道も日の出を待たずに明るくなってきました。足元もよく見えるようになったので、早々に頭を縛り付けているヘッドライトを仕舞う。
徐々に昇ってくる朝日。ご来光を見たのは今回の登山で初めてでしょうか……なんか、たこ焼きみたいな壺状してる。という考えが真っ先に浮かんでくる程度には連日のアルファ米に飽き飽きしている。

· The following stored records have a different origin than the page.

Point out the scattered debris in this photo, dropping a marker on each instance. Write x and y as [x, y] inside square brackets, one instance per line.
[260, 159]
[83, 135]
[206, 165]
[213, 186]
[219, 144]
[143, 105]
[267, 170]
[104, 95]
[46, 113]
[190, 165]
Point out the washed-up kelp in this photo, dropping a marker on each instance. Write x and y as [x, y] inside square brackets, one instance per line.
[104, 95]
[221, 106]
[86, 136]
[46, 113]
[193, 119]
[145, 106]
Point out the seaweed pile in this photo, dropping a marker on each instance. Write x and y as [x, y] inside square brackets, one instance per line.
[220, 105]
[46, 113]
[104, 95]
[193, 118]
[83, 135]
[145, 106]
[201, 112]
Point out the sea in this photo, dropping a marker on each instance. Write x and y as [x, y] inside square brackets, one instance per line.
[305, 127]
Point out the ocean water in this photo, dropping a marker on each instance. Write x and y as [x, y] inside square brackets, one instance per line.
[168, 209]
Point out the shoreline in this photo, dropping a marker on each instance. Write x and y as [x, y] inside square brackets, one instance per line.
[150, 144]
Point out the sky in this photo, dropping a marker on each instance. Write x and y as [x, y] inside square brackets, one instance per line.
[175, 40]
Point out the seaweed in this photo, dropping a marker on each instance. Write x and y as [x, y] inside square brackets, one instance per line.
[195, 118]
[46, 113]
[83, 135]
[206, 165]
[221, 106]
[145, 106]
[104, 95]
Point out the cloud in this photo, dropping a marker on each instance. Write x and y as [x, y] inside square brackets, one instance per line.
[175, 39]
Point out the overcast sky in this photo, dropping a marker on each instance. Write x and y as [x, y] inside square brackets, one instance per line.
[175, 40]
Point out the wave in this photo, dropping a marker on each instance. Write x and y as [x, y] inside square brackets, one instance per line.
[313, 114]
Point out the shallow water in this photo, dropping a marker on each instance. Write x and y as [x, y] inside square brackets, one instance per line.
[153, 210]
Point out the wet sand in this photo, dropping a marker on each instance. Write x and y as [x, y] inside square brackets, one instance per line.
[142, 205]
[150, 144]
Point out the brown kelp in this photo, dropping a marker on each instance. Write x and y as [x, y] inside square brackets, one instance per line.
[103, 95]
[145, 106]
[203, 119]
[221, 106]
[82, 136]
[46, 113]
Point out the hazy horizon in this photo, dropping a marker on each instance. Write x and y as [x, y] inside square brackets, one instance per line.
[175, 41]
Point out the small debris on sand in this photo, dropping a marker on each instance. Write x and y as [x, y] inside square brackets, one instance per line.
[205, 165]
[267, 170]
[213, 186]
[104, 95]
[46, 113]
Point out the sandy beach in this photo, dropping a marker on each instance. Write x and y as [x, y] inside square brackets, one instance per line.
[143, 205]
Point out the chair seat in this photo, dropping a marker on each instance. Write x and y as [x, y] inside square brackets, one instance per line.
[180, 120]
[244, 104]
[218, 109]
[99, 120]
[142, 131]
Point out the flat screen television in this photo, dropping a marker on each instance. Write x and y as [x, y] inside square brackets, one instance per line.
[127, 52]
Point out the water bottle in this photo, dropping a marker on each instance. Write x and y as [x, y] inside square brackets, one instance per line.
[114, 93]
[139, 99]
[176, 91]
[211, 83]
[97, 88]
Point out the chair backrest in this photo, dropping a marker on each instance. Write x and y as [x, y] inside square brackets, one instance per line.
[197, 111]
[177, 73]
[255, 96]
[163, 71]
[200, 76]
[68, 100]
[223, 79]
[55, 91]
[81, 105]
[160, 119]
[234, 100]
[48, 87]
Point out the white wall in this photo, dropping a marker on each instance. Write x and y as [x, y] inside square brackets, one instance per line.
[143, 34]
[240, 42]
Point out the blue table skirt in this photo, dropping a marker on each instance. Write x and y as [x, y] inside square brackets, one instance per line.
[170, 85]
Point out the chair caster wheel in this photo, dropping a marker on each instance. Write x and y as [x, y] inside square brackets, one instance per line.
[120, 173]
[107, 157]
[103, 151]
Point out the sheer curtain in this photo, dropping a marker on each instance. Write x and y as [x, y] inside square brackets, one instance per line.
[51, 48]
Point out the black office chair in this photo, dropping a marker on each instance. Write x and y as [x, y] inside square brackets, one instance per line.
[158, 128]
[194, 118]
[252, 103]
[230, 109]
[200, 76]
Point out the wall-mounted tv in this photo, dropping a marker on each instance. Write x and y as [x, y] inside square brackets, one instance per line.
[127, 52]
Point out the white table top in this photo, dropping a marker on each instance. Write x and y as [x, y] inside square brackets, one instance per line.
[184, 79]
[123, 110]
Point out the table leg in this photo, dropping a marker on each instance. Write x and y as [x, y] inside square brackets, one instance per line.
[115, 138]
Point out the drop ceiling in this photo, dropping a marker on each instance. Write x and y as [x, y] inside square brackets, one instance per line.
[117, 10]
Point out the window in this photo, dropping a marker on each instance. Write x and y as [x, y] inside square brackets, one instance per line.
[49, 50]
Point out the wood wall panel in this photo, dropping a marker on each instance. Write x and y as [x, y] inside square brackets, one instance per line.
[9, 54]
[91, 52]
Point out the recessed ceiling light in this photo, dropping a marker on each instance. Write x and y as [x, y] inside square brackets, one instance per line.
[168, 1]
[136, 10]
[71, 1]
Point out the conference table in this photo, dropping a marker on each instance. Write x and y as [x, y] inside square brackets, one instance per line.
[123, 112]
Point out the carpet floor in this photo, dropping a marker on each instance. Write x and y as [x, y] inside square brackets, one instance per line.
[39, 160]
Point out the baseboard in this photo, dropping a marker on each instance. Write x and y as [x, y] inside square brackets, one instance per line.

地蔵岳の少し手前から、これまで歩いてきた山々を振り返る。複雑に重なりすぎて一見して何が何だか分かりませんが、左奥の変な形した一際大きなピークが笠捨山、若干右に地蔵岳、東屋岳。左側、その更に右の双耳峰のようになっていて、右に伸びた稜線が玉置山。笠捨山の左には行仙岳、倶利伽羅岳、転法輪岳と手前に続き、玉置山の左手前の控えめなピークが証誠無漏岳、その左に涅槃岳がやや大きくあります。右側には伯母子岳、護摩壇山の稜線も見えます。
思わず笠を捨ててしまいそうになる好展望。一人ニヤつきが止まらない。
[6:28]地蔵岳
第26靡地蔵岳。全く同じ名前ですが、笠捨山付近のものとは全然違う場所。こちらは緩やかでイメージもだいぶ違う。
朝日に照らされて辺りが真っ赤に染まり始めた。
地蔵岳より少し進んだ所。天狗の稽古場という広々とした笹原がありました。ここでテントを張っても気持ちよさそう……と、テント場を無意識に見繕ってしまう癖が今回の登山でついてしまった。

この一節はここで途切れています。